The connection of AD and other dementias with T2D has been widely discussed in the literature (Sun and Alkon, 2006; Bornstein et al., 2014; Alam et al., 2016; Abbatecola et al., 2011; Alam et al., 2016; Barbagallo and Dominguez, 2014; Bosco et al., 2011; Correia et al., 2012; Dai and Kamal, 2014; De Felice et al., 2014). The AD and T2D have comparable pathological features related to the abnormal behavior: of the β-amyloid in the brain in case of AD and of the islet amyloid derived from islet amyloid polypeptide in the pancreas in T2D. Although the biological mechanism that links the progression of T2D and AD is not completely understood the growing evidence supports the concept that AD is a metabolic health disorder that is caused by progressive inability of the brain’s to properly respond to insulin and insulin-like growth factor (IGF) stimulation to utilize glucose. The connection between T2D and AD is also manifested in several similarities between the developments of two pathologies (Steen et al., 2005). These include uncontrolled glucose metabolism, glucose toxicity, a direct effect of insulin on amyloid metabolism, oxidative stress, abnormal protein processing, stimulation of inflammatory pathways and inflammation, hypercholesterolemia, dyslipidemia, impaired central nervous response to the adipose tissue-derived hormone leptin, increased oxidative stress and production of advanced glycation end products (Dar et al., 2014).
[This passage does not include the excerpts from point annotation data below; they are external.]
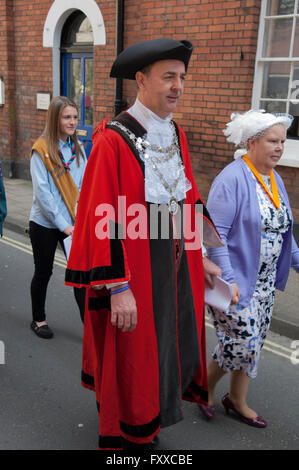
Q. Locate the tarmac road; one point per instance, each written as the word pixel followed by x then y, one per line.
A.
pixel 43 405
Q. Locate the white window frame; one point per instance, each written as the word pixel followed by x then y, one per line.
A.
pixel 291 149
pixel 58 13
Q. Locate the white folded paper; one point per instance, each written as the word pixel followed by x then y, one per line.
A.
pixel 220 296
pixel 67 245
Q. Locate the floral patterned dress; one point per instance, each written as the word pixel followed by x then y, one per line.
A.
pixel 241 332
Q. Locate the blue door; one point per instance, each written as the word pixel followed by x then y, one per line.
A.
pixel 78 85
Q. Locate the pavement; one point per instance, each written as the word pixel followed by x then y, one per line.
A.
pixel 285 319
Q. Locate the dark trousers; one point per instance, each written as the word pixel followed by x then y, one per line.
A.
pixel 44 243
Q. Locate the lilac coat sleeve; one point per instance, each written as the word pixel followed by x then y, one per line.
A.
pixel 223 205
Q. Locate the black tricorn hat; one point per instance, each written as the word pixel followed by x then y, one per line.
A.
pixel 144 53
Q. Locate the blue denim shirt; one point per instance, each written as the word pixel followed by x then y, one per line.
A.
pixel 233 206
pixel 48 208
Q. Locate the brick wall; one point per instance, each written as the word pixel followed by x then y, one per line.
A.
pixel 219 81
pixel 7 69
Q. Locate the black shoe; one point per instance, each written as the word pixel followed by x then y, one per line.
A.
pixel 43 331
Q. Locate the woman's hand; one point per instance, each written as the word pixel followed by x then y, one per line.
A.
pixel 235 293
pixel 211 269
pixel 124 310
pixel 69 230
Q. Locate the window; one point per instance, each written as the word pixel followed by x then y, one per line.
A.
pixel 77 33
pixel 276 82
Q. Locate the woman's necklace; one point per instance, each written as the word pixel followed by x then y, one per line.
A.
pixel 274 197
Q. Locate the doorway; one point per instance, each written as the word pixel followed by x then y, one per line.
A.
pixel 77 72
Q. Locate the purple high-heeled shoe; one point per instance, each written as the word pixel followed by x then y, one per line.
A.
pixel 207 411
pixel 257 422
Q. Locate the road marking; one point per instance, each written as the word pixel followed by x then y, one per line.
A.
pixel 267 346
pixel 59 260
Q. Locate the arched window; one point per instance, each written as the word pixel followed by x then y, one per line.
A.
pixel 77 34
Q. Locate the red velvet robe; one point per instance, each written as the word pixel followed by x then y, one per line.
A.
pixel 139 377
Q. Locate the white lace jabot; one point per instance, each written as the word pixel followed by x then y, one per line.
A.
pixel 159 132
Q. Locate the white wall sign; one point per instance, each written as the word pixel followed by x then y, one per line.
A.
pixel 43 101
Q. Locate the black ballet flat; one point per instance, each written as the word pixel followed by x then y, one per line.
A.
pixel 43 331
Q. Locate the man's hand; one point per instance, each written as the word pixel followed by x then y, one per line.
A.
pixel 124 311
pixel 211 269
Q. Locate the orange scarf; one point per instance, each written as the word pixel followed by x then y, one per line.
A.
pixel 62 179
pixel 274 197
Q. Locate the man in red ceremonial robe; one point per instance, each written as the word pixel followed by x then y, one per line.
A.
pixel 136 248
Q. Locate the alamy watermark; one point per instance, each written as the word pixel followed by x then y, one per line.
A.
pixel 136 221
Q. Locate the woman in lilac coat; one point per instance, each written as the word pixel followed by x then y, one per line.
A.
pixel 250 208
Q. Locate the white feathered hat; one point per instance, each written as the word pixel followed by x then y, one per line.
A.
pixel 244 126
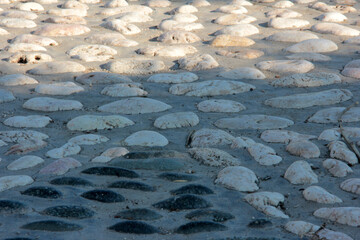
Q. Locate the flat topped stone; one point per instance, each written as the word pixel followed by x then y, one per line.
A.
pixel 146 139
pixel 286 66
pixel 61 88
pixel 303 100
pixel 134 66
pixel 210 88
pixel 16 79
pixel 307 80
pixel 61 30
pixel 256 121
pixel 57 67
pixel 135 105
pixel 313 45
pixel 47 104
pixel 93 122
pixel 291 36
pixel 183 77
pixel 102 78
pixel 6 96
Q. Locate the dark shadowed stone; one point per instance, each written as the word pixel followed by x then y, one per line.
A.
pixel 178 177
pixel 77 212
pixel 154 154
pixel 201 226
pixel 11 207
pixel 52 226
pixel 160 164
pixel 132 185
pixel 209 215
pixel 111 171
pixel 192 189
pixel 182 203
pixel 104 196
pixel 138 214
pixel 134 227
pixel 43 192
pixel 260 223
pixel 71 181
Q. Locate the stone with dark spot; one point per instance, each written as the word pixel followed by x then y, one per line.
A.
pixel 52 226
pixel 160 164
pixel 138 214
pixel 260 223
pixel 201 226
pixel 104 196
pixel 192 189
pixel 76 212
pixel 12 207
pixel 182 203
pixel 135 227
pixel 111 171
pixel 42 192
pixel 209 215
pixel 178 177
pixel 132 185
pixel 71 181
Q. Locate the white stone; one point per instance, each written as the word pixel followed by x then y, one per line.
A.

In addition to similarities between T2D and AD, described above, studies often provide controversial evidence about effects of different factors on disease development. For example, some studies claim that insulin deficiency may cause AD, suggesting that inhibiting the insulin-degrading enzyme (IDE) or the use of other treatments that increase insulin level in the brain could slow down the disease. Other studies provide evidence that hyperinsulinemia causes the disease which implies that treatments increasing insulin level would exacerbate the disease. Further studies are needed to integrate findings linking T2D and AD and provide better understanding of biological mechanisms linking these health disorders.

4.9. AD and cancer

Many recent studies of connection between cancer and AD revealed an inverse association between these disorders (Yashin et al., 2009; Ukraintseva et al., 2010; Akushevich et al., 2013). The quantitative meta-analysis of cohort studies suggested that individuals diagnosed with AD had a decreased risk for incident cancer by 42%, and patients with a history of cancer had a 37% decreased risk of AD. This study demonstrated an inverse association between cancer and AD (Ma et al., 2014). Small inverse associations between cancer and AD were detected in (Schmidt et al., 2017). The authors concluded that these associations might be caused by ascertainment bias due to decreased awareness of non-melanoma skin cancers (NMSC) in persons with undiagnosed early cognitive impairment or by confounding from a more neuroprotective lifestyle among persons with NMSC. The obesity-related mechanism may be involved in trade-off between cancer and AD (Nixon, 2017). The leptin and adiponectin produced by adipose tissues may be responsible for this property. Leptin has cancer-stimulating and AD-inhibiting actions while, in contrast, adiponectin has cancer-inhibiting and AD-stimulating properties. These opposing actions, mediated through p53, Wnt, and other signaling pathways, may account for the inverse cancer/AD relationship.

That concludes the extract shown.